Given the root of a binary search tree and the lowest and highest boundaries as low and high, trim the tree so that all its elements lies in [low, high]. Trimming the tree should not change the relative structure of the elements that will remain in the tree (i.e., any node’s descendant should remain a descendant). It can be proven that there is a unique answer.

Return the root of the trimmed binary search tree.

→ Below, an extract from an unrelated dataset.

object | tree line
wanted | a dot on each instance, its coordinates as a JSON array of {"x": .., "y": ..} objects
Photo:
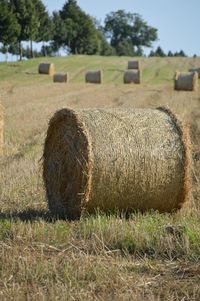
[{"x": 72, "y": 29}]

Note that the root may change depending on the given bounds.

Example 1:

Input: root = [1,0,2], low = 1, high = 2
Output: [1,null,2]

Example 2:

Input: root = [3,0,4,null,2,null,null,1], low = 1, high = 3
Output: [3,2,null,1]

Example 3:

Input: root = [1], low = 1, high = 2
Output: [1]

Example 4:

Input: root = [1,null,2], low = 1, high = 3
Output: [1,null,2]

Example 5:

Input: root = [1,null,2], low = 2, high = 4
Output: [2]

Constraints:

The number of nodes in the tree in the range [1, 10^4].
0 <= Node.val <= 10^4
The value of each node in the tree is unique.
root is guaranteed to be a valid binary search tree.
0 <= low <= high <= 10^4

Solution

Time complexity : O(n)
Space complexity : O(n)

/**
 * Definition for a binary tree node.
 * struct TreeNode {
 *     int val;
 *     TreeNode *left;
 *     TreeNode *right;
 *     TreeNode() : val(0), left(nullptr), right(nullptr) {}
 *     TreeNode(int x) : val(x), left(nullptr), right(nullptr) {}
 *     TreeNode(int x, TreeNode *left, TreeNode *right) : val(x), left(left), right(right) {}
 * };
 */
class Solution {
public:
    TreeNode* trimBST(TreeNode* root, int low, int high) {
        if (root == nullptr) return nullptr;
        if (root->val < low) return trimBST(root->right, low, high);
        if (high < root->val) return trimBST(root->left, low, high);
        
        root->left = trimBST(root->left, low, high);
        root->right = trimBST(root->right, low, high);
        return root;
    }
};